There are things I need to do—lots of them. They range from cleaning the bathroom, to taking care of the dog, to preparing for a class I’m teaching tomorrow at the university, to helping my wife lead our community group this evening.
And there are things I would enjoy doing. They range from taking a ride on the Little Miami Bike Trail to taking a nap this afternoon. (I will try not to do both of these things at the same time.)
In this context, it was the second sentence of my affirmation that struck me, and that I am trying to understand. Can those two things—what I need to do and what I enjoy doing—really be one?
I think that the short answer is, Yes! However, as with most short answers, this “Yes!” needs to be unpacked.
Can necessity and enjoyment be one? Yes, but the word “can” is crucial here. The unity of “need-to” and “enjoyment of” is possible, but not inevitable. We all know people (and some of us have been those people) who never enjoy anything—even things they enjoy! If that sounds like a contradiction in terms, it is. But we’ve probably all experienced that, either with other people or with our own selves.
In his book The Screwtape Letters, C.S. Lewis has one of his characters (who is in hell) say, “I now see that I spent most of my life in doing neither what I ought nor what I liked.” I do believe that there is hell. I don’t know if people are that honest and aware in hell. But sometimes, I do suspect that some of us occasionally visit the suburbs of hell. Any time when we don’t do what we need to do or what we enjoy doing, we are probably flirting with hell. And rest assured that hell will always flirt back.
And perhaps, on the other side of the equation, one aspect of Heaven is that those who are there have discovered a way to make necessity and enjoyment one. Perhaps the last stanza of Robert Frost’s poem, “Two Tamps in Mud Time” strikes the right balance, which is Unity. Frost pictures a man (himself?) splitting wood when two unemployed lumberjacks walk by. One of them stands to watch, and the man splitting wood knows only too well that the lumberjack is silently asking for work to make some money. And the necessity of one man trumps the enjoyment of another man.

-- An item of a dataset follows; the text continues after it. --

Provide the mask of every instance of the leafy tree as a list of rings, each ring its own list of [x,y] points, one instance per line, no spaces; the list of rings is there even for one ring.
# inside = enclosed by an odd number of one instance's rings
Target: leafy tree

But Frost ends with the following observation:
“But yield who will to their separation,
My object in living is to unite
My avocation and my vocation
As my two eyes make one in sight.
Only where love and need are one,
And the work is play for mortal stakes,
Is the deed ever really done
For Heaven and the future’s sakes.”
So, today, by God’s grace—and only by God’s grace can I do this—I will balance and unify what I need to do and what I enjoy doing. Writing this blog post is a first step.